Trish: So individual social workers really need to think through the consequences of their actions, it’s not only the consequences for clients but it’s also the consequences for themselves.

Lyndal: Totally

Trish: And working this through as best they can I suppose

Lyndal: Yeah definitely, and where possible with support you know, like I think the kind of work we do regardless of whether you’re doing covert work or not, having really good professional supports and groups of colleagues that you share a practice kind of approach with, if you’ve got that kind of support, I think standing alone with this stuff is a heavy burden to manage, but obviously you don’t want to announce it in the tea room either.

Trish: No, it might not go down very well

Lyndal: No, you need to be able to think through and make those kind of decisions, about, you don’t want to be caught on the spot, you don’t want to be in that moment and make that decision on the spot. You want to have kind of thought through these things beforehand I think.

Trish: Did they talk about any protective measures for themselves in this process other than perhaps secrecy by the sound of it.

Lyndal: Yeah, they did, some of them actually had sought out like-minded colleagues, some were using online social work blogs or zines, there’s a couple of really good radical zines for social workers like an online magazine format and they were kind of building connection that way. But really most of my participants were quite isolated and hungry for this kind of collegial connection to talk through some of these issues and to celebrate as well. This is a, whatever you think about what these people are doing, the many ethical minefields that exist. I think this is a courageous choice of action to make and I think resistance is never easy and it’s kind of admirable to take a stand.

Trish: And certainly from an educational point of view perhaps this is something we need to be paying more attention to in the universities.

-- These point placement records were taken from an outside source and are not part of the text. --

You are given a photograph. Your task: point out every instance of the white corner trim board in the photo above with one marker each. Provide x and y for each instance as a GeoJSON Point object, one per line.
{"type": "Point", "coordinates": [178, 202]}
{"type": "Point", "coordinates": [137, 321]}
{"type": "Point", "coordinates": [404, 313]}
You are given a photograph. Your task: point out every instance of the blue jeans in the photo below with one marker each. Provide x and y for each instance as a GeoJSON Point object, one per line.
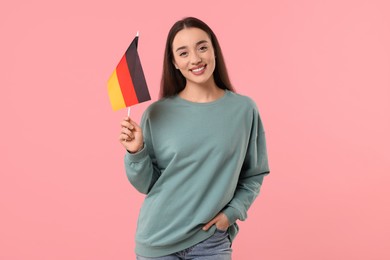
{"type": "Point", "coordinates": [216, 247]}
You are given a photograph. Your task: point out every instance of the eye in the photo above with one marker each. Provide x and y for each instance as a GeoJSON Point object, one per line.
{"type": "Point", "coordinates": [203, 48]}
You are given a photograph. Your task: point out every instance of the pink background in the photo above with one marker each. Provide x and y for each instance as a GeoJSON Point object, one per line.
{"type": "Point", "coordinates": [318, 70]}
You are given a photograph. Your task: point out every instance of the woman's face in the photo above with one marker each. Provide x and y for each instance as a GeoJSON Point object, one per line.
{"type": "Point", "coordinates": [194, 56]}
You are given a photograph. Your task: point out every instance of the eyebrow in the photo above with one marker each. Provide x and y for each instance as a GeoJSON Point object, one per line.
{"type": "Point", "coordinates": [198, 43]}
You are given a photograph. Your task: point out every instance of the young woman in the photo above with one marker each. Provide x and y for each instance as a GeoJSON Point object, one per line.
{"type": "Point", "coordinates": [199, 153]}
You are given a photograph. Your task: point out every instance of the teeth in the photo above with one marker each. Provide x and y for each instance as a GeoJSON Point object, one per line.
{"type": "Point", "coordinates": [199, 69]}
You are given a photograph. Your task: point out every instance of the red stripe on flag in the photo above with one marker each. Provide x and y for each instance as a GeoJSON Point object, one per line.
{"type": "Point", "coordinates": [126, 83]}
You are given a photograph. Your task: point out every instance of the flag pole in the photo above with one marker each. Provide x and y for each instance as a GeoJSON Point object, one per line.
{"type": "Point", "coordinates": [128, 108]}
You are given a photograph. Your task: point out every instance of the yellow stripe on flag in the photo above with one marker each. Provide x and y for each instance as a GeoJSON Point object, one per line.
{"type": "Point", "coordinates": [115, 93]}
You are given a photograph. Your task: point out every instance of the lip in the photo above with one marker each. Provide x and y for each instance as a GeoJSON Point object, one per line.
{"type": "Point", "coordinates": [204, 66]}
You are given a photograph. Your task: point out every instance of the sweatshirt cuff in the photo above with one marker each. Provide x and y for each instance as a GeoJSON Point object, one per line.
{"type": "Point", "coordinates": [232, 214]}
{"type": "Point", "coordinates": [138, 156]}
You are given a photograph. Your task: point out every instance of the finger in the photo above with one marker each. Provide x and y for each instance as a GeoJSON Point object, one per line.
{"type": "Point", "coordinates": [127, 124]}
{"type": "Point", "coordinates": [126, 130]}
{"type": "Point", "coordinates": [135, 125]}
{"type": "Point", "coordinates": [208, 225]}
{"type": "Point", "coordinates": [123, 138]}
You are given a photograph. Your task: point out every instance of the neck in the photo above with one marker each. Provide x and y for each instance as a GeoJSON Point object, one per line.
{"type": "Point", "coordinates": [201, 93]}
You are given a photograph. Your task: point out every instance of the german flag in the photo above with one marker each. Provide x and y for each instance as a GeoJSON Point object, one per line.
{"type": "Point", "coordinates": [127, 84]}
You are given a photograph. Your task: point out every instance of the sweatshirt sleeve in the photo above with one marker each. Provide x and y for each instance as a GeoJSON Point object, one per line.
{"type": "Point", "coordinates": [254, 168]}
{"type": "Point", "coordinates": [141, 168]}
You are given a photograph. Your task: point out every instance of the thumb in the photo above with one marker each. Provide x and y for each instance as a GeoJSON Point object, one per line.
{"type": "Point", "coordinates": [208, 225]}
{"type": "Point", "coordinates": [136, 126]}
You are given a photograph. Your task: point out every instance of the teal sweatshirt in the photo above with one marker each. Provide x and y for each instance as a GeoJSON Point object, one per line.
{"type": "Point", "coordinates": [199, 159]}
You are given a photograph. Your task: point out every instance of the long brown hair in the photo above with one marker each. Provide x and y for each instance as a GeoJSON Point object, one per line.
{"type": "Point", "coordinates": [172, 81]}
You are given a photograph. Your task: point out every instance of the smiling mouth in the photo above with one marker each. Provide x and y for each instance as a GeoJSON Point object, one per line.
{"type": "Point", "coordinates": [199, 69]}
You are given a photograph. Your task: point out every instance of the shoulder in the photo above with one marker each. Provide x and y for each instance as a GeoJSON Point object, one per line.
{"type": "Point", "coordinates": [243, 101]}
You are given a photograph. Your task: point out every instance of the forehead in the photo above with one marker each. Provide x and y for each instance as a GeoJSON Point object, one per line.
{"type": "Point", "coordinates": [189, 37]}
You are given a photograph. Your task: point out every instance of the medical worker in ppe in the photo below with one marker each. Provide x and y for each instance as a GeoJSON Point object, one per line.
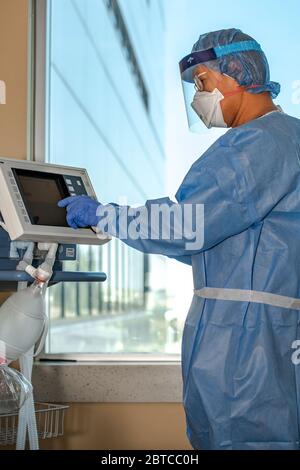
{"type": "Point", "coordinates": [241, 385]}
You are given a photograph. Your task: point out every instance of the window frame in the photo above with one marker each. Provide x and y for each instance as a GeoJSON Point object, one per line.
{"type": "Point", "coordinates": [37, 137]}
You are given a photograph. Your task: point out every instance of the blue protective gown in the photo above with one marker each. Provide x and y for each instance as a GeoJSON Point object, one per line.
{"type": "Point", "coordinates": [241, 388]}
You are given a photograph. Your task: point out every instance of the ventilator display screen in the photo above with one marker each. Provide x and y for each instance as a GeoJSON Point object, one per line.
{"type": "Point", "coordinates": [41, 192]}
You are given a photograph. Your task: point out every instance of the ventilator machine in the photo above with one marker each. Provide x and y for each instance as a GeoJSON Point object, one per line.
{"type": "Point", "coordinates": [35, 239]}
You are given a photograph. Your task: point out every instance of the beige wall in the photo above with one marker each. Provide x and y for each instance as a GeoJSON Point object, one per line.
{"type": "Point", "coordinates": [13, 70]}
{"type": "Point", "coordinates": [88, 426]}
{"type": "Point", "coordinates": [122, 426]}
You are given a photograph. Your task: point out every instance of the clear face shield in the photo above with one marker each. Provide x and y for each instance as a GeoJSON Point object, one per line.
{"type": "Point", "coordinates": [201, 105]}
{"type": "Point", "coordinates": [192, 85]}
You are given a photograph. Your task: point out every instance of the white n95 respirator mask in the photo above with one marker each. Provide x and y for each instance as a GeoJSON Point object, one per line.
{"type": "Point", "coordinates": [207, 105]}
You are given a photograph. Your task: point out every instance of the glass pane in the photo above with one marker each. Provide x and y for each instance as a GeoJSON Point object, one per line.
{"type": "Point", "coordinates": [114, 106]}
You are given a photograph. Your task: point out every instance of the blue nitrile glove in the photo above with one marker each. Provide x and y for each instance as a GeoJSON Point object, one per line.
{"type": "Point", "coordinates": [81, 211]}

Lyndal: I think it’s a big one and I think, you know, those of us that are in the universities probably need to start telling the truth about what it’s like out there, not in kind of a negative ‘it’s all impossible way’, more in a connection to those kind of, what we like to think of as, the roots of the profession, connection to social justice and some really clear ideas of how you do that. So, I mean, what I would love to do with this, is you know, so I’ve published an academic article, but what I would really like to do is a book full of practitioner stories about how people are actually implementing social justice in contemporary practice. So, you know overt/ covert like how you actually do the job in this current environment?

Trish: So, should they be contacting you Lyndal?

Lyndal: I think that academic journals are fantastic but I think that in reality there’s another way of reaching people at a much more grass roots level that this stuff connects, connects really well with.

Trish: Fantastic, Lyndal any final words?

Lyndal: Keep fighting is my final words, however you choose to do that. Keep fighting because I think that if the voice of our profession is lost, it’s kind of a bleak landscape out there.

Trish: Lyndal, thank-you so much for being on Podsocs.

Lyndal: Thank-you for having me, it’s been fun!